Il raffinato lavoro a sei mani sulla sceneggiatura è stato affidato a Nick Vallelunga, figlio del protagonista reale della vicenda, a Brian Currie e allo stesso Farrelly: nel corso di svariati mesi hanno esaminato i video e gli audio raccolti da Nick durante gli ultimi anni di vita sia di Tony che di Don Shirley, e il risultato è una storia edificante, potente ed incredibilmente attuale – basti pensare alle ondate di razzismo che ancora oggi pervadono gli Stati Uniti, e non solo – che nella prima parte mette maggiormente in risalto Tony, con la valanga di risate che il suo personaggio suscita, mentre nella seconda si concentra sul pianista di colore, alle prese con i pregiudizi e le indegne restrizioni cui i neri dovevano sottostare in tutta l'America, in alcuni stati più che in altri.
Sono due uomini agli antipodi: Tony è rude, sgrammaticato, dice parolacce, mangia una quantità esorbitante di cibo spargendo cartacce sul sedile del passeggero e non ha problemi a dire le cose come stanno o a rifilare cazzotti. Don, al contrario, è un uomo riservato, di grande cultura, dal linguaggio forbito. E' anche un po' snob, se vogliamo, e non si sognerebbe mai di mangiare del pollo fritto con le mani. Ma Tony lo costringe a provarlo e la scena dei due che ridono, con le mani unte, prima di lanciare gli ossi dal finestrino, ha anche un ché di poetico.
Ma cos'è il Green Book che dà il titolo al film? Nient'altro che una guida per viaggiatori di colore, che contiene hotel e ristoranti accessibili appunto ai “coloured”. Perché a quei tempi, le leggi di Jim Crow ponevano limiti su dove i neri potessero mangiare, dormire, sedersi, fare acquisti, camminare.
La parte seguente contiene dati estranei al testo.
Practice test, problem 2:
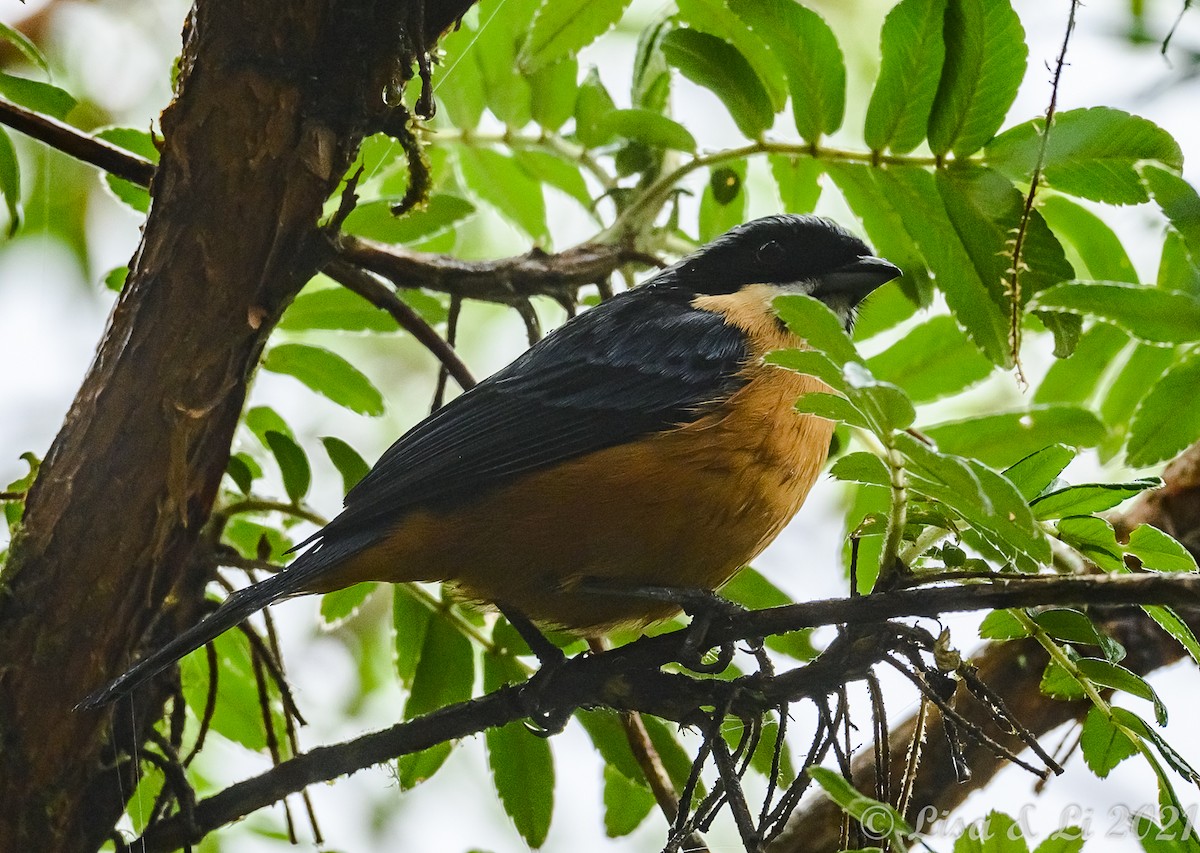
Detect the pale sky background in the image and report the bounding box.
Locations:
[1,1,1199,851]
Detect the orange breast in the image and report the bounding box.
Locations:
[314,285,833,633]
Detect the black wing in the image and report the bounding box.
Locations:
[313,285,749,549]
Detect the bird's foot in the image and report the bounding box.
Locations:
[498,603,572,736]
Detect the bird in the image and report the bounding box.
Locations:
[80,214,900,709]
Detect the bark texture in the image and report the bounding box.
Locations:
[0,2,472,849]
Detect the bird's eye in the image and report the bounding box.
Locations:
[756,240,785,265]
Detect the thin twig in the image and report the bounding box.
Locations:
[324,258,475,391]
[1005,0,1080,380]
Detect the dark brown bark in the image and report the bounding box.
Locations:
[0,2,473,850]
[771,441,1200,852]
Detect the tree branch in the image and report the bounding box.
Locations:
[0,95,155,185]
[336,234,658,306]
[132,570,1200,850]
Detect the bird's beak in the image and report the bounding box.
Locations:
[821,255,903,303]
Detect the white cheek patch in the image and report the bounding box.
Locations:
[775,279,819,296]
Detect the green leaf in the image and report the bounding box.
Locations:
[1100,343,1176,439]
[485,654,554,847]
[880,166,1012,364]
[769,154,822,214]
[1032,829,1086,853]
[1128,351,1200,466]
[1040,659,1086,700]
[924,406,1107,469]
[0,72,76,119]
[830,452,891,487]
[660,28,774,139]
[321,436,371,495]
[397,741,454,790]
[245,405,293,445]
[1055,515,1126,572]
[0,22,50,74]
[1112,707,1200,785]
[222,518,291,563]
[437,16,487,129]
[1128,524,1199,573]
[1039,195,1139,283]
[602,763,655,837]
[809,767,914,847]
[729,0,844,142]
[279,285,394,332]
[406,613,474,718]
[1002,445,1075,501]
[180,628,283,752]
[1143,605,1200,667]
[1032,478,1162,520]
[1033,608,1124,662]
[675,0,788,111]
[1032,282,1200,344]
[866,314,993,402]
[600,108,696,151]
[985,108,1184,205]
[795,392,868,429]
[520,0,633,72]
[979,610,1030,641]
[101,265,129,292]
[393,587,434,688]
[1034,324,1129,407]
[95,127,159,214]
[824,164,933,329]
[512,149,593,214]
[631,15,672,112]
[954,811,1030,853]
[1078,658,1167,725]
[458,147,548,242]
[576,711,651,783]
[935,166,1076,361]
[1141,165,1200,282]
[225,453,255,494]
[264,431,310,503]
[262,343,385,417]
[320,582,377,627]
[897,433,1048,566]
[865,0,948,153]
[773,294,861,367]
[342,193,475,244]
[1080,705,1139,778]
[529,57,578,131]
[699,161,747,241]
[0,129,20,235]
[967,459,1051,566]
[1158,229,1200,298]
[196,631,285,753]
[766,348,847,393]
[471,0,539,126]
[843,364,916,434]
[927,0,1027,157]
[575,66,617,148]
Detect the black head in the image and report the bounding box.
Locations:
[652,214,901,328]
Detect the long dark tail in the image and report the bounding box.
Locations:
[75,529,377,711]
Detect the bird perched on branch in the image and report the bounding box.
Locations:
[80,214,900,709]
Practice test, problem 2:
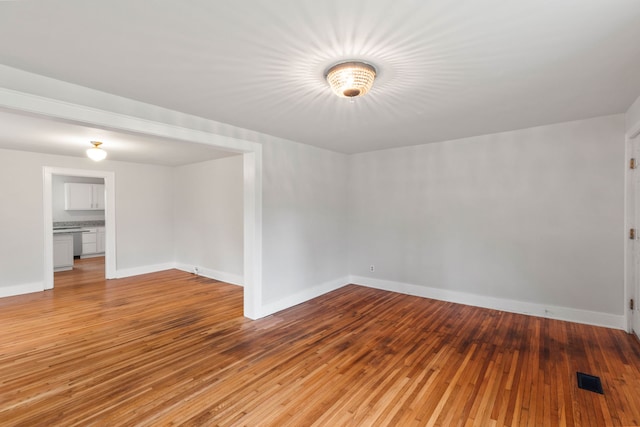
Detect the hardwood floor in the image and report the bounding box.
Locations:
[1,258,640,426]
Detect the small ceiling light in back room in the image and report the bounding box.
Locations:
[86,141,107,161]
[326,61,377,98]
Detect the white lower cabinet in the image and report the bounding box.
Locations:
[53,234,74,271]
[97,227,106,253]
[81,227,106,258]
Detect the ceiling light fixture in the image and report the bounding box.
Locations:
[325,61,377,98]
[86,141,107,161]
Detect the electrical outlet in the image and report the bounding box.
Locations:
[370,265,375,272]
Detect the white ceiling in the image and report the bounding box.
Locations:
[0,0,639,158]
[0,109,237,166]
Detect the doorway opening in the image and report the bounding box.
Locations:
[52,174,106,286]
[43,167,117,290]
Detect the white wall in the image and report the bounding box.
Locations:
[0,149,47,288]
[348,115,626,326]
[52,175,105,222]
[114,162,174,270]
[261,138,349,313]
[0,148,175,293]
[173,155,244,284]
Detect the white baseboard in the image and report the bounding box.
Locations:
[350,275,626,331]
[260,276,350,317]
[174,263,244,286]
[0,281,44,298]
[5,271,622,331]
[0,262,240,299]
[114,263,175,279]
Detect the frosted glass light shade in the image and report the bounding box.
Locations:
[87,141,107,161]
[326,61,376,98]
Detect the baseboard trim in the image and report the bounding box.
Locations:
[349,275,626,331]
[0,281,44,298]
[5,271,621,330]
[260,277,350,318]
[114,263,175,279]
[0,263,241,295]
[174,263,244,287]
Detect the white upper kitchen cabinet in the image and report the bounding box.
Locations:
[93,184,105,209]
[64,183,105,210]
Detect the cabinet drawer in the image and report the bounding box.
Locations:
[83,242,97,254]
[83,233,97,243]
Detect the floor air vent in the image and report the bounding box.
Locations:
[577,372,603,394]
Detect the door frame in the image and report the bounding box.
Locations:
[43,167,117,289]
[626,127,640,336]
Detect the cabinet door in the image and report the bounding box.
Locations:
[65,183,93,210]
[64,183,105,210]
[93,184,105,210]
[53,234,74,270]
[97,227,106,253]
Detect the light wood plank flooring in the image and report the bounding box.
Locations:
[1,257,640,426]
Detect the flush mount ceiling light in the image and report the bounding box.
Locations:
[325,61,377,98]
[86,141,107,161]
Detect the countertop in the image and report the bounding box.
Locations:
[53,228,88,234]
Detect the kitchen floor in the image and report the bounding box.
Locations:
[54,256,105,288]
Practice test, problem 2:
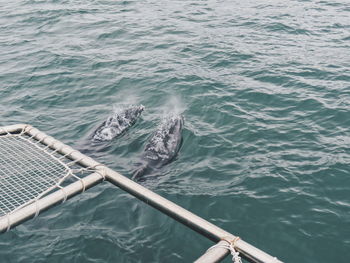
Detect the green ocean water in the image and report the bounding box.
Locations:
[0,0,349,262]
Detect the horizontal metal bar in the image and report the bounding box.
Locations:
[195,241,230,263]
[0,172,103,233]
[0,123,27,135]
[23,125,102,169]
[104,167,281,263]
[1,124,282,263]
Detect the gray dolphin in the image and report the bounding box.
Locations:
[91,105,145,142]
[132,114,184,180]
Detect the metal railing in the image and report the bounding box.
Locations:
[0,124,282,263]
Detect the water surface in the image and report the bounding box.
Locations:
[0,0,349,262]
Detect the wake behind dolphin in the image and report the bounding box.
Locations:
[92,105,144,142]
[132,114,184,180]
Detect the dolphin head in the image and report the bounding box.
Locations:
[142,113,184,167]
[91,104,145,142]
[124,105,145,122]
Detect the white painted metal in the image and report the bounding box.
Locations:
[0,124,283,263]
[195,241,230,263]
[0,172,103,233]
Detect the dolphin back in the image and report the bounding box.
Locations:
[92,105,144,141]
[132,114,184,181]
[143,114,184,167]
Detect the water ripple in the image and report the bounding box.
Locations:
[1,0,350,262]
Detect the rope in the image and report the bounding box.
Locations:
[0,124,108,233]
[207,237,242,263]
[0,127,10,136]
[57,185,68,203]
[71,174,86,193]
[34,198,40,218]
[0,127,99,219]
[6,214,11,232]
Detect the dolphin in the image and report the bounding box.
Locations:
[91,105,145,142]
[132,114,184,180]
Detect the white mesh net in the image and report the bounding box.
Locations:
[0,129,95,219]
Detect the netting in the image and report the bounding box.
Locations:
[0,129,95,219]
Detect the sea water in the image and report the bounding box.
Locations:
[0,0,349,262]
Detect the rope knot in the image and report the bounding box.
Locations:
[207,237,242,263]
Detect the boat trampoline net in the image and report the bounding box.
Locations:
[0,127,100,221]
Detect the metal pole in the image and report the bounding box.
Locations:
[1,124,282,263]
[195,241,230,263]
[104,167,281,263]
[0,124,26,134]
[24,125,102,169]
[0,172,103,233]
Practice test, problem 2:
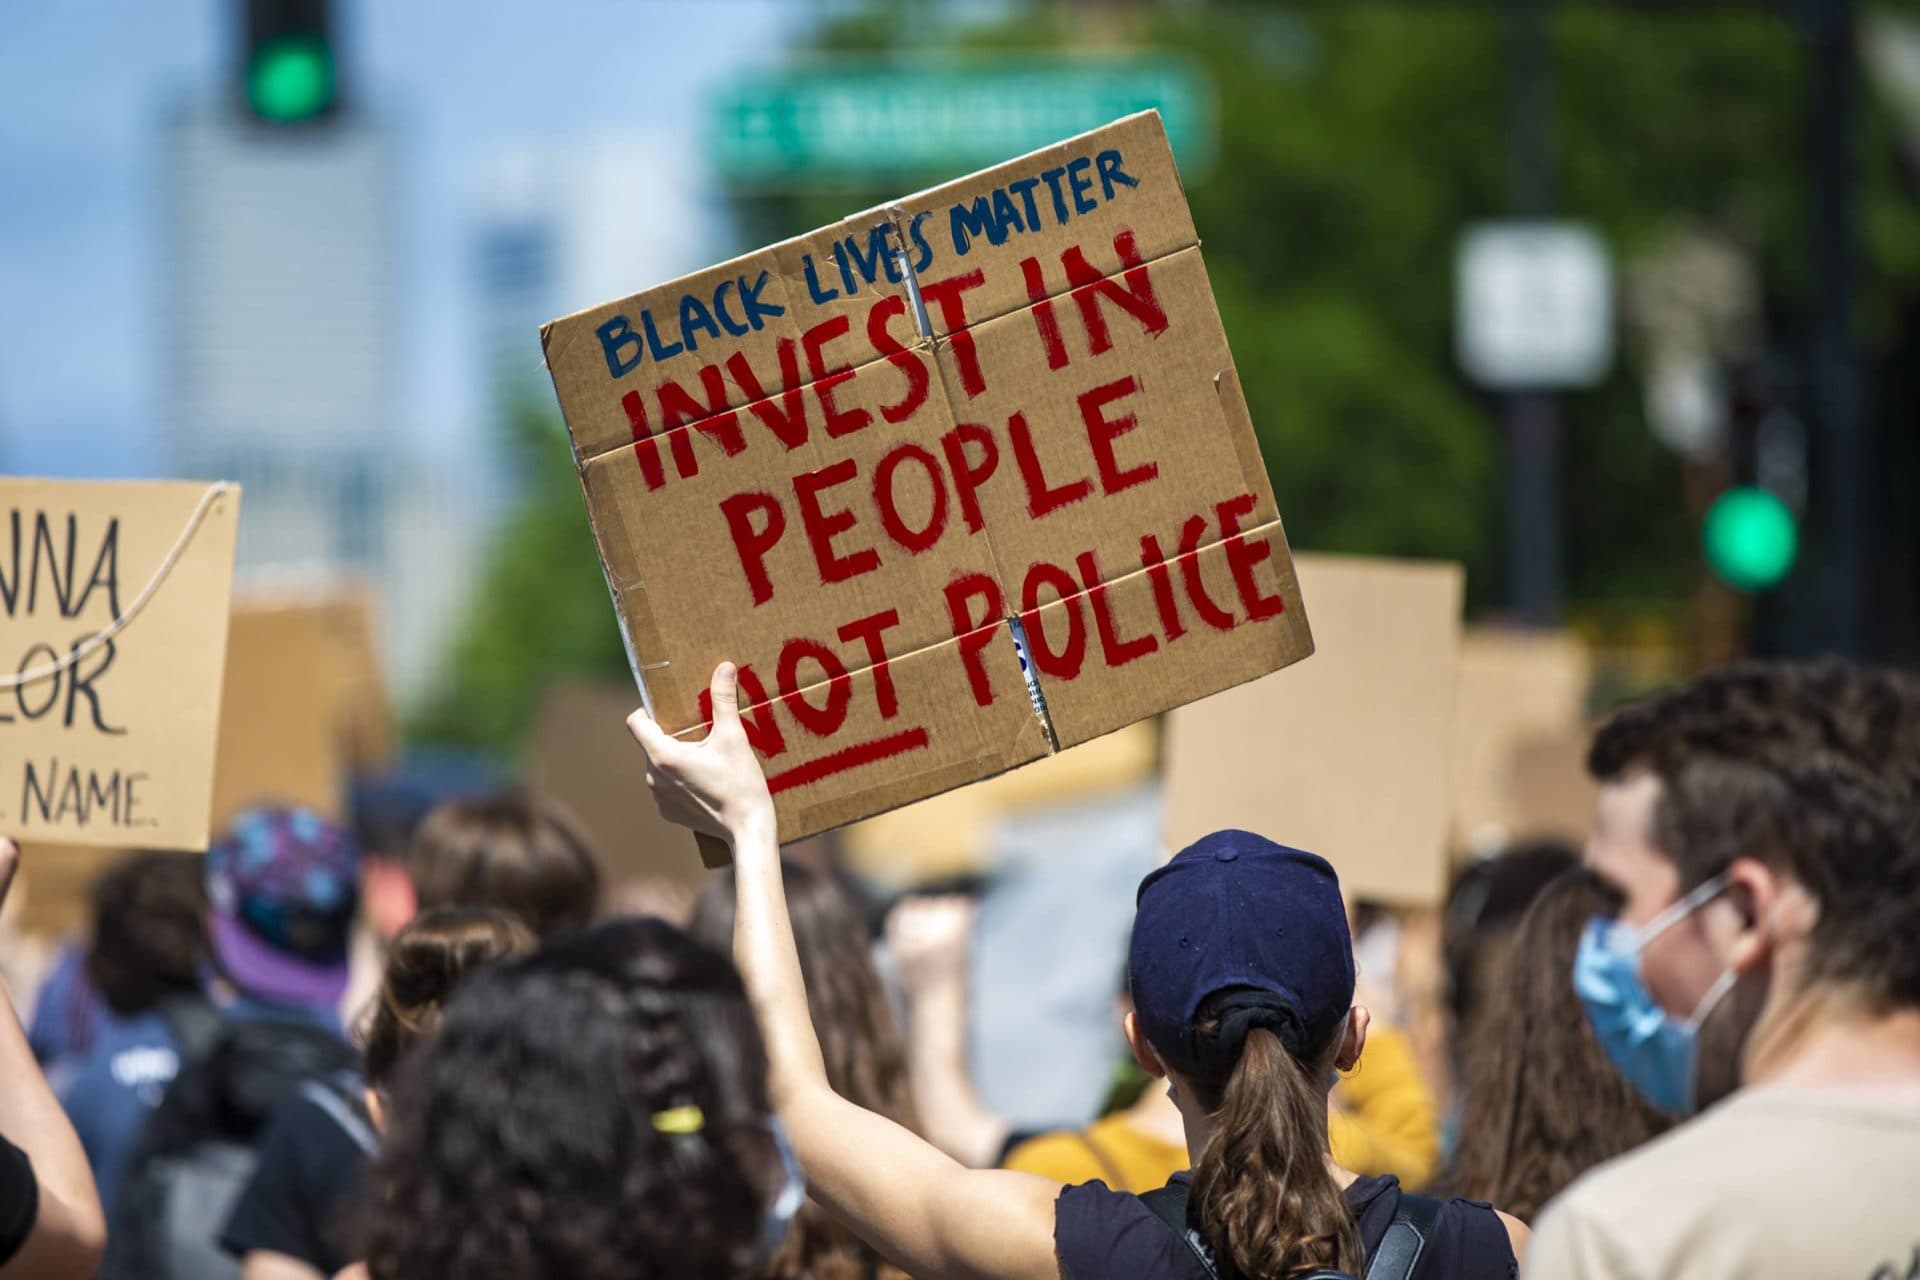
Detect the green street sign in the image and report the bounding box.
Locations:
[712,58,1215,187]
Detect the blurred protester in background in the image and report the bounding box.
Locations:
[402,790,601,941]
[1450,869,1670,1221]
[631,665,1525,1280]
[0,838,108,1278]
[355,917,797,1280]
[1529,662,1920,1276]
[891,896,1442,1189]
[26,946,108,1089]
[222,907,532,1280]
[103,808,362,1280]
[57,851,207,1218]
[690,862,914,1280]
[337,778,443,1023]
[1437,841,1580,1148]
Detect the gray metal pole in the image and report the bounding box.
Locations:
[1505,0,1561,624]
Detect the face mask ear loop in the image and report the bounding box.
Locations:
[1683,965,1738,1034]
[1635,871,1734,950]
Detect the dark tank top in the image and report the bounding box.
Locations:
[1053,1172,1516,1280]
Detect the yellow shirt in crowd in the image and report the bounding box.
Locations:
[1002,1024,1440,1191]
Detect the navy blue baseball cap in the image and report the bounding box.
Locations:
[1128,830,1355,1075]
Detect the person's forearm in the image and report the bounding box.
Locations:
[727,810,831,1102]
[906,973,1010,1167]
[0,989,98,1226]
[0,986,105,1275]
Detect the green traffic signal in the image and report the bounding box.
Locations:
[248,35,333,123]
[1704,486,1798,592]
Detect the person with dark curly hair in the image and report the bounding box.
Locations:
[691,862,916,1280]
[57,851,207,1218]
[219,908,533,1280]
[1527,661,1920,1277]
[354,917,802,1280]
[1449,869,1670,1221]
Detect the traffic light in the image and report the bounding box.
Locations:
[1704,485,1799,592]
[241,0,337,125]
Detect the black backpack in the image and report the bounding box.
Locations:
[1140,1180,1444,1280]
[100,999,360,1280]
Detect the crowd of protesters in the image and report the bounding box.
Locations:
[0,655,1913,1279]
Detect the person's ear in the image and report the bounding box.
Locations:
[1722,857,1781,975]
[1123,1010,1168,1079]
[1334,1005,1371,1072]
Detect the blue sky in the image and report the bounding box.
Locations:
[0,0,805,475]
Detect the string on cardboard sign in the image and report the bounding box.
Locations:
[0,481,234,691]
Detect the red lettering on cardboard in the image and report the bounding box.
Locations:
[920,270,988,397]
[872,443,949,555]
[944,572,1004,708]
[794,459,881,587]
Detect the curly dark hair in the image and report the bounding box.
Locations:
[86,851,207,1016]
[1452,870,1672,1220]
[405,789,602,941]
[359,906,534,1089]
[1587,658,1920,793]
[359,918,777,1280]
[1587,659,1920,1008]
[690,863,915,1280]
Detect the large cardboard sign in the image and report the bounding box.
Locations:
[0,479,240,850]
[1161,553,1465,907]
[544,112,1312,844]
[527,681,706,890]
[1449,628,1593,855]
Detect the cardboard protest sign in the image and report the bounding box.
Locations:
[1161,553,1465,907]
[527,681,707,890]
[0,479,240,851]
[1449,628,1593,855]
[543,111,1312,847]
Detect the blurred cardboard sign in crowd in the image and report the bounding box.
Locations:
[210,584,392,830]
[1449,628,1596,855]
[0,478,241,853]
[527,681,704,891]
[1164,554,1466,907]
[545,112,1313,851]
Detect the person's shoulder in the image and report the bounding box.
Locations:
[1052,1178,1196,1280]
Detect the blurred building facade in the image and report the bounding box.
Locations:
[162,103,482,701]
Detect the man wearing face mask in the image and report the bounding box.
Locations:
[1527,661,1920,1278]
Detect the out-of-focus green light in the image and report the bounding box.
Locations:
[1704,486,1798,592]
[248,36,332,123]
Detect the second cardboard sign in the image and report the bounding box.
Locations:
[544,112,1313,845]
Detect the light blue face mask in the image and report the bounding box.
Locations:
[1573,872,1736,1116]
[753,1118,808,1269]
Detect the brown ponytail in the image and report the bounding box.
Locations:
[1188,1026,1361,1279]
[361,906,536,1088]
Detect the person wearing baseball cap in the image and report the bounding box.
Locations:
[629,663,1530,1280]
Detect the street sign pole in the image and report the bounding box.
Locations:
[1807,0,1867,655]
[1506,0,1559,626]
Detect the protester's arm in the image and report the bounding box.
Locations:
[1326,1023,1440,1186]
[629,666,1062,1280]
[244,1252,326,1280]
[886,897,1012,1168]
[0,839,108,1279]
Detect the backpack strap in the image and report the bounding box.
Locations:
[1362,1193,1443,1280]
[298,1073,379,1157]
[1139,1182,1224,1280]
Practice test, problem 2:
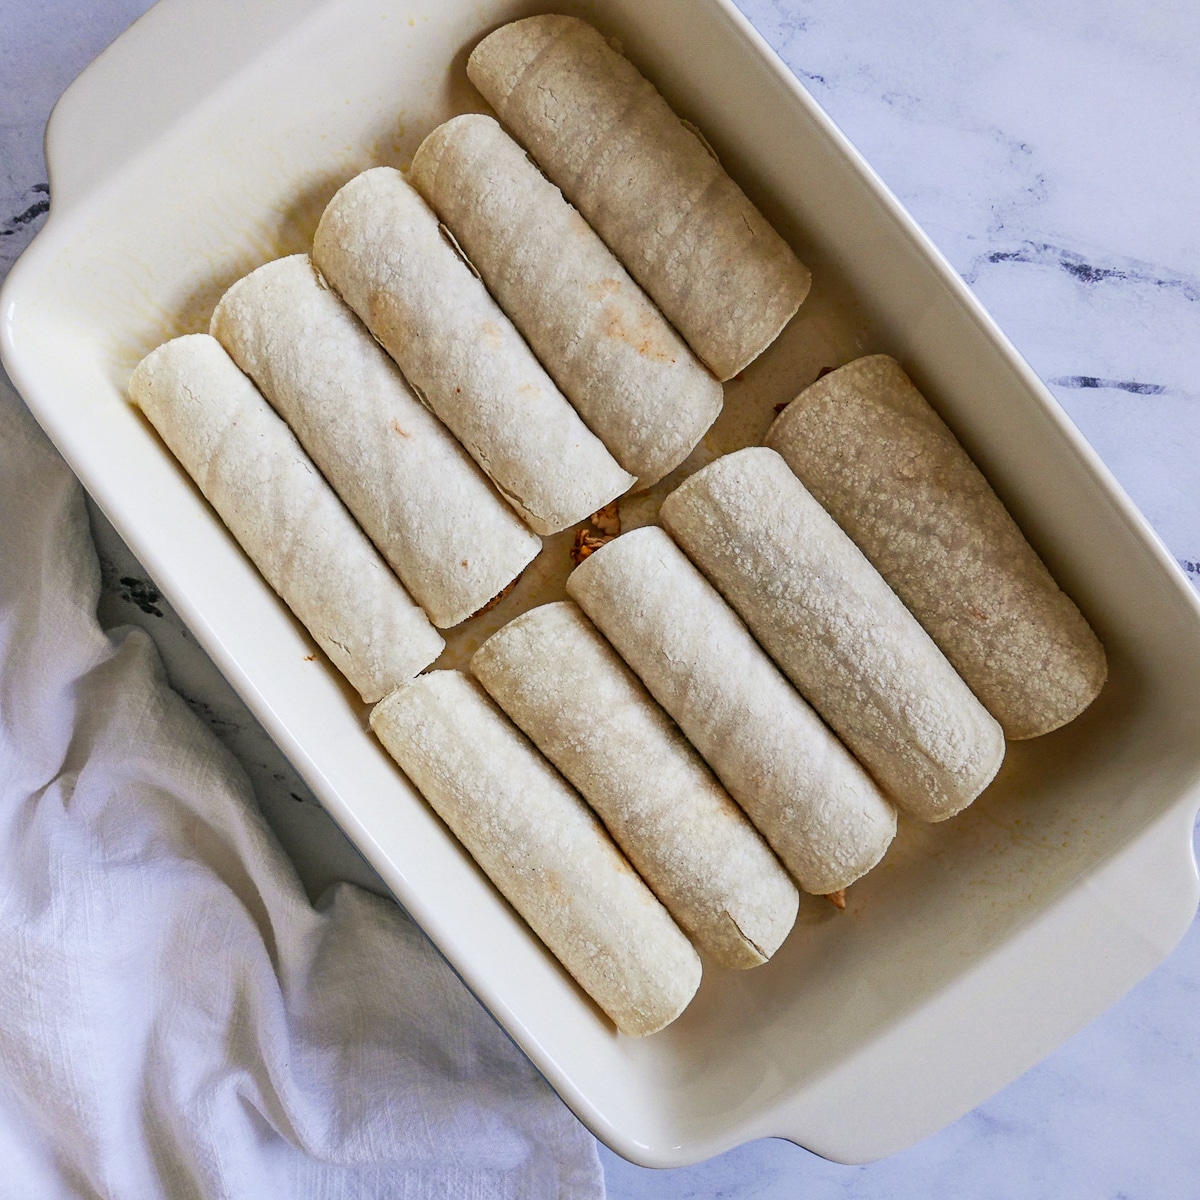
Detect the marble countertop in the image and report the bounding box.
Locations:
[3,0,1198,1195]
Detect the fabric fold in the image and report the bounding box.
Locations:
[0,375,602,1199]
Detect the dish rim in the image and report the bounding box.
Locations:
[3,0,1200,1167]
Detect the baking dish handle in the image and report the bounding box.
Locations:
[43,0,327,217]
[761,789,1200,1164]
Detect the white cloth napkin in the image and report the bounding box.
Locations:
[0,376,603,1198]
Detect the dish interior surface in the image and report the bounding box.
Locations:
[4,0,1200,1167]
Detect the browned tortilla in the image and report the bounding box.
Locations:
[313,167,634,535]
[767,355,1107,738]
[468,15,811,381]
[371,671,702,1036]
[211,254,541,628]
[129,334,444,701]
[661,449,1006,821]
[411,115,723,488]
[471,601,799,967]
[567,527,897,890]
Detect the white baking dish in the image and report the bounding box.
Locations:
[4,0,1199,1167]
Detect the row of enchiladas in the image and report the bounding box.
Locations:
[128,15,1106,1036]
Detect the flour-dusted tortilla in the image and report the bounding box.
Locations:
[312,167,634,536]
[128,335,443,702]
[767,355,1107,739]
[410,115,723,488]
[567,528,896,892]
[370,670,701,1036]
[660,449,1005,821]
[210,255,541,628]
[467,15,811,382]
[471,601,799,967]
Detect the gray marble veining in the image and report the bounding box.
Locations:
[602,1,1200,1193]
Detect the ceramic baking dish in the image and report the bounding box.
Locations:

Addirittura su quali fontanelle fossero loro consentite per bene.
E questa è una realtà che Tony non conosce e che a poco a poco, nel viaggio on the road di due mesi che li conduce da Pittsburgh all'Indiana, dall'Iowa al Kentucky - “e quando mi ricapita il Kentucky Fried Chicken?” -, dalla Carolina del Nord a Memphis, passando infine per Arkansas e Mississippi, lo fa entrare in contatto con l'esistenza di Don, portandolo a guardare il pianista in modo diverso, con maggiore rispetto e considerazione.
Storia di grande profondità e dotata di una percezione emotiva davvero unica, Green Book è perfetto, sotto tutti gli aspetti. Accattivante dal punto di vista stilistico – congeniale l'uso studiato di luci e ombre per le sequenze con più alto tasso drammatico -, brioso dal punto di vista del ritmo – splendido a questo proposito il montaggio della prima sequenza al club Copacabana -, dotato di grande sensibilità ma al tempo stesso privo di inutili sentimentalismi; il film si avvale anche di una colonna sonora strabiliante fatta di jazz, rock 'n roll e dei meravigliosi brani di Shirley e del suo trio e conta su una accuratissima ricostruzione di ambienti e costumi dell'epoca.
E che dire degli attori? Oltre ai due volti d'eccezione - Mahershala Ali è reduce dall'Oscar come Migliore attore non protagonista per Moonlight - e al personaggio femminile, affidato alla bravissima Linda Cardellini, il cast include anche gli stessi parenti del vero Tony Vallelonga e di sua moglie Dolores. Giusto per dare quel tocco in più di realismo, elemento che è già di per sé uno dei pilastri su cui poggia il film.
Non resta che andare a vederlo al cinema per rimanere affascinati da una delle più belle storie di amicizia mai raccontate, una di quelle che mostrano come due persone completamente diverse possano imparare a capirsi e a rispettarsi, che rimangono impresse come lo sono rimaste nelle menti di Peter Farrelly e Viggo Mortensen.
E chi sa che la notte degli Oscar non riservi qualche sorpresa.